First, you’ll need some supplies. We’re going bare bones here so you won’t break the bank if you want to give it a shot.
Soldering irons come in all shapes and sizes, but if you’re just starting out, there’s no need to spend an arm and a leg on one with all the bells and whistles. We have several models that will cost you less than $10. If you’re going to be soldering components to a circuit board, your best bet is to use a low-wattage iron (15-40 watts). More powerful irons will be too hot and risk damaging delicate components.
For most soldering jobs, we recommend standard 60/40 rosin core solder. The .032’’-thick variety is perfect for most detail work like printed circuit boards and our DIY kits.
Something to Solder:
If you’re a newbie, don’t start out promising your spouse you’ll fix the busted TV. Do a simple project like this Velleman Flashing LEDs Kit. There are tons of cool hobby kits just like this one at RadioShack stores, and they’re perfect for getting started with soldering and DIY. They have all the parts you need and they tell you exactly where to put them. It’s like paint by numbers with molten metal.
You’ll also need a damp sponge for cleaning your iron, a set of diagonal cutters for snipping the component leads and a 9-volt battery.
Nice to have: The RadioShack Helping Hands with Magnifier to hold the circuit board still while our hands were full. One joint was a little extra goopy, so we sucked up the excess with a Vacuum Desoldering Bulb and resoldered. It’s also great for salvaging parts from old electronics.
Now, on with the show.
Plug in your soldering iron and wait a few minutes for it to heat up. If it’s not hot enough, you’ll end up holding it near the components for a long time waiting for the solder to melt, which can damage your parts. It should go without saying, but DON’T TOUCH THE TIP OF THE SOLDERING IRON.
Next, clean the tip on the wet sponge. Don’t worry about the sizzle; that’s normal and it’s how you know you’re up to temperature.

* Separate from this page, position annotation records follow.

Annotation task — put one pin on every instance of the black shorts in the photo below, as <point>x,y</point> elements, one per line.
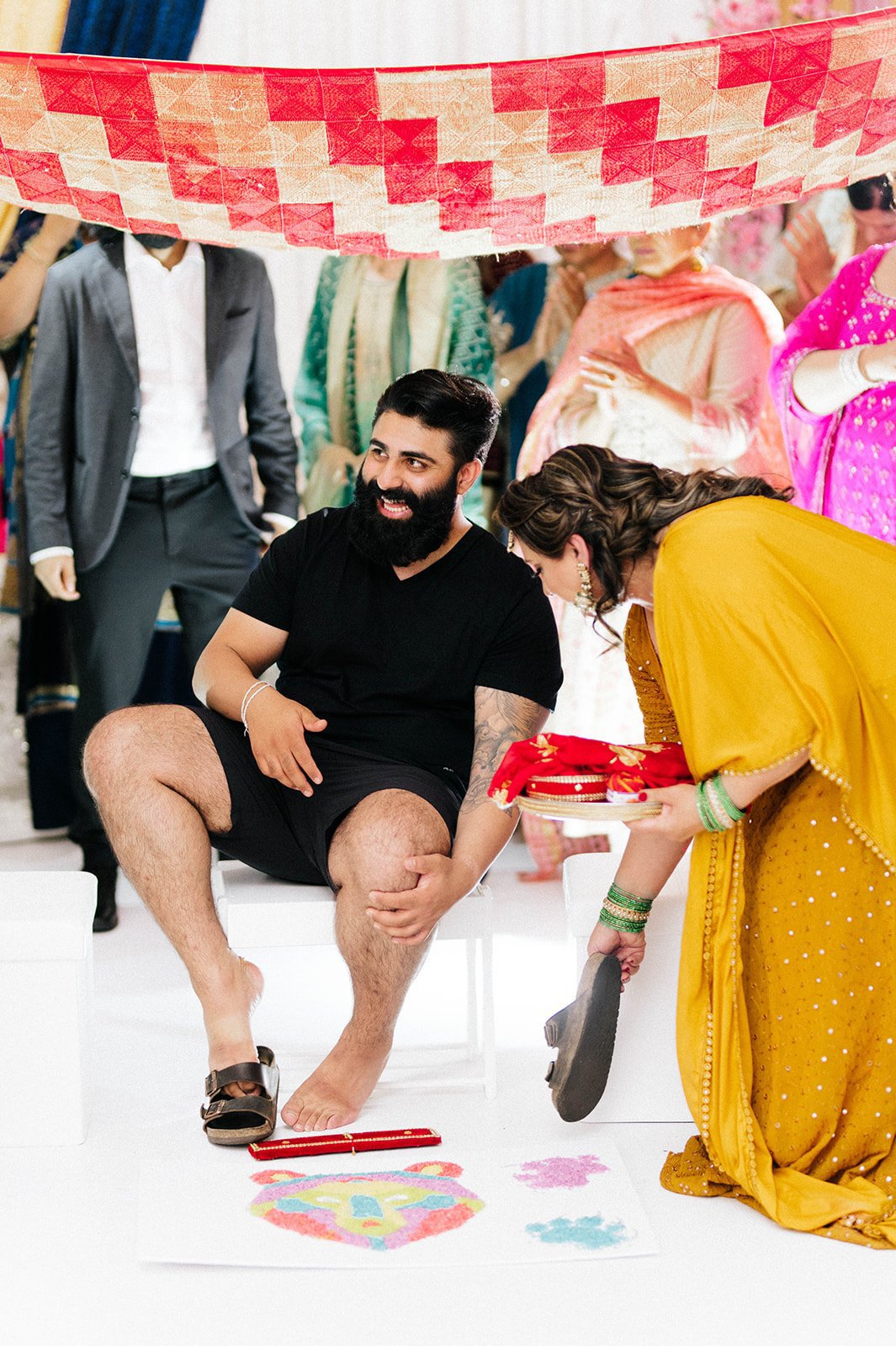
<point>285,834</point>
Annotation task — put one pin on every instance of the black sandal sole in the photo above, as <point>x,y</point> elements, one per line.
<point>584,1034</point>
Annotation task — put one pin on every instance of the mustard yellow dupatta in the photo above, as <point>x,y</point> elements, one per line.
<point>775,632</point>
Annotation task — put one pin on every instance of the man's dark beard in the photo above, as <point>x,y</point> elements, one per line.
<point>390,542</point>
<point>156,241</point>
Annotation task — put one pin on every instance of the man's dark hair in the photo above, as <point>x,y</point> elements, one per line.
<point>872,193</point>
<point>456,403</point>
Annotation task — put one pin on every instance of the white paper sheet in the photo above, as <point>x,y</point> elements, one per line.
<point>447,1205</point>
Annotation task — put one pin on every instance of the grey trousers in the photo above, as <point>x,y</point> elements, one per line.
<point>181,533</point>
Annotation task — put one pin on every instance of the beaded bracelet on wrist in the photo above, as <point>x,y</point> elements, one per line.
<point>707,816</point>
<point>624,910</point>
<point>716,791</point>
<point>628,926</point>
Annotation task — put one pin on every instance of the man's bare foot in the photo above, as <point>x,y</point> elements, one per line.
<point>339,1088</point>
<point>228,1014</point>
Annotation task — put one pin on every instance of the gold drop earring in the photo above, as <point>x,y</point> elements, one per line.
<point>586,596</point>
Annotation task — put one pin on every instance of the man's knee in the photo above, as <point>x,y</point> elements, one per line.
<point>112,745</point>
<point>372,845</point>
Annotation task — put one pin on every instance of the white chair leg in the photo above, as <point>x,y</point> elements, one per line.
<point>489,1016</point>
<point>473,1002</point>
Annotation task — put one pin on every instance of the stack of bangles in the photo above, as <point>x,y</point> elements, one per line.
<point>624,912</point>
<point>252,692</point>
<point>716,808</point>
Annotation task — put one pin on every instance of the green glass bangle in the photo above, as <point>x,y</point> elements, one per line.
<point>628,899</point>
<point>619,924</point>
<point>705,812</point>
<point>724,798</point>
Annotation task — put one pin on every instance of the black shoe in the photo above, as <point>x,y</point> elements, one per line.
<point>107,913</point>
<point>584,1034</point>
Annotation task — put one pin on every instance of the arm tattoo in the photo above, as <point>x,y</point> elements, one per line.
<point>501,719</point>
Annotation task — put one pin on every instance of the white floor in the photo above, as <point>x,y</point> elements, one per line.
<point>69,1216</point>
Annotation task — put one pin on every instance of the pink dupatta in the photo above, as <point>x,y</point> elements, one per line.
<point>635,309</point>
<point>824,325</point>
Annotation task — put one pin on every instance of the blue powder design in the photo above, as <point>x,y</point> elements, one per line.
<point>587,1232</point>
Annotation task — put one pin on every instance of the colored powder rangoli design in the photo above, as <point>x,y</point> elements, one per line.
<point>563,1171</point>
<point>377,1211</point>
<point>588,1232</point>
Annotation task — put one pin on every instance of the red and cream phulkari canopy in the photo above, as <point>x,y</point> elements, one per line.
<point>453,161</point>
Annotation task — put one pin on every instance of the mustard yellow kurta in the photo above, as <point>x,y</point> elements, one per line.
<point>774,633</point>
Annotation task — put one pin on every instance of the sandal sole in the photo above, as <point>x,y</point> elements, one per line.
<point>584,1034</point>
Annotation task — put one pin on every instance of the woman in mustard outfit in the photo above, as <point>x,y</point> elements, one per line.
<point>761,637</point>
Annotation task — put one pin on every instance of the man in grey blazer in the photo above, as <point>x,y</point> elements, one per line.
<point>155,385</point>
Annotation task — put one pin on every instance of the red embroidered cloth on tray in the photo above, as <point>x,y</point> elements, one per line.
<point>622,767</point>
<point>453,161</point>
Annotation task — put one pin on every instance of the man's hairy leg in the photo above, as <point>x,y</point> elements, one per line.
<point>368,852</point>
<point>161,789</point>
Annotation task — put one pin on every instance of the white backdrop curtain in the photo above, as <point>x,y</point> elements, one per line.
<point>415,33</point>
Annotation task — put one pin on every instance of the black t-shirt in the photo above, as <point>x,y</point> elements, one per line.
<point>392,664</point>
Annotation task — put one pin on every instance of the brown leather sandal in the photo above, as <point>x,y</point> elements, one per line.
<point>249,1117</point>
<point>584,1034</point>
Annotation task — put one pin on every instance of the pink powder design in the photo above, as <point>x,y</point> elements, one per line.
<point>563,1171</point>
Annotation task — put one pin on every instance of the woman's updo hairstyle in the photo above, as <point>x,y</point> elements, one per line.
<point>615,504</point>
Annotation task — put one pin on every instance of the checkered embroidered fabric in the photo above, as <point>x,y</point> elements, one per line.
<point>453,161</point>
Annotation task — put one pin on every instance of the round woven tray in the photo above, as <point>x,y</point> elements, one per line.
<point>588,812</point>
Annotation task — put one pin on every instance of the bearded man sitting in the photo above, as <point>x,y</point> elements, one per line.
<point>412,650</point>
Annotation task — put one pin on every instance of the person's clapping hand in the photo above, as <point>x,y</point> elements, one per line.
<point>278,727</point>
<point>564,302</point>
<point>624,946</point>
<point>409,917</point>
<point>58,576</point>
<point>806,242</point>
<point>617,372</point>
<point>678,820</point>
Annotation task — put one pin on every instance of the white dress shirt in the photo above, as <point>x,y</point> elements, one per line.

If you’re working with a brand-new iron, put a little bit of solder on the tip. This is called “tinning” your soldering iron and it helps heat flow from the tip to the joint you’re soldering. You only have to do this once. After it’s been around the block a few times, there should always be a little solder on the tip.
Now you’re ready to solder your first component onto the board. Our Flashing LEDs Kit instructions tell us to start with a 1K resistor. Place it in the spot labeled R1. Get it as close to the board as possible and let the extra lead wire stick out the bottom of the board. To keep it stable, bend the leads outward.
Now, put your iron tip on the resistor lead and the exposed copper area on the underside of the board and let it heat up for a few seconds. Then, place the solder up to the heated area.
The solder should melt and flow around the lead and form a solid joint. Resist the temptation to touch the solder directly to the tip of the iron. It will melt really quickly, but the solder won’t flow INTO the joint, instead pooling AROUND the component lead. Once you have enough solder joining the resistor to the board, move on to the next one. Try to keep things as clean and “un-blobulent” as you can. The joint should look like a little silver Hershey’s Kiss and should be contained within the exposed copper area surrounding the hole.
Repeat the procedure with each component. When they’re all in place, you can solder the wires to your 9V battery connection and test it.
The two LEDs should be blinking about once per second. If not, it’s time to check for mistakes. Soldering is a pretty forgiving process and you can reheat the solder again and again, so just check your joints for too much or too little solder. Our test run revealed that we had one cold solder joint. That means the solder wasn’t hot enough and didn’t join properly with the board and the component. Either our iron wasn’t hot enough or we touched the solder to the tip instead of getting the entire area hot enough. If the solder is dull and grainy instead of shiny and smooth, it’s likely a cold solder joint.
Watch out for too much solder, too. If two nearby blobs accidentally touch, you could end up with a short. Reheat the joint and use the desoldering bulb to remove the excess and try again.
There you have it. If the thought of holding a 750-degree pointy thing in your hand was a barrier to your DIY dreams, we hope we’ve demystified it for you. Practice makes perfect so grab one of our hobby kits today. You’d be surprised how satisfying two little blinking lights can be when you build it yourself.